Eversource Energy and Orsted, the Integrated energy company based in Fredericia, Denmark, and Mayflower Wind, backed by Shell and EDP Renewables North America.
Eversource and Ørsted have committed to invest $57 million in upgrades to New London State Pier to accommodate the industry and create a world-class offshore wind staging hub in Connecticut. The upgraded facility will create a secure revenue stream for the state and spur local economic development and job creation in New London and the surrounding communities.
“Since 2015, our team has been focused on bringing affordable, renewable energy to Connecticut, a major opportunity for the state’s clean energy future and economy,” Thomas Brostrøm, President of Ørsted North America and CEO of Ørsted U.S. Offshore Wind, said last month. “Following up on the selection of our Revolution Wind project by the state and our investment to turn New London State Pier into a world-class offshore wind center, our proposed Constitution Wind project will be delivered by the industry’s leading experts to ensure the project is achievable, sustainable and successful for Connecticut.”
Mayflower Wind wants to use Massachusetts as its base and has experience with 10 wind projects, including Atlantic Shores, under development in U.S. federal waters off the coast of New Jersey. The document released with its bid, which was to describe the savings and investments the company plans to make, was heavily redacted.
Pederson said he didn’t think New London had an advantage over Bridgeport because Bridgeport Harbor is more inland.
“The cost and the complication with maneuvering these relatively large components around are more on getting them to and from shore,” Pederson said. “Once they are on a barge, if you have to barge them 50 to 100 miles extra, it really doesn’t matter that much,” he added.

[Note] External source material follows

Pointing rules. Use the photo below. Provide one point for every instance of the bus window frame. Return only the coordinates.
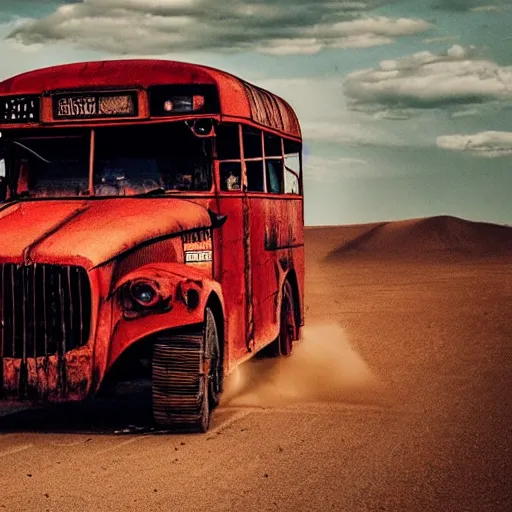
(263, 159)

He said Bridgeport and New London are both well situated for offshore wind because they are not obstructed by bridges. That means the vessels will be able to go in and out and service these wind farms easily.
“It’s not a question of New London or Bridgeport, it’s more a question of New London and Bridgeport,” Pederson added.
The Department of Energy and Environmental Protection said they are working to make a decision in November.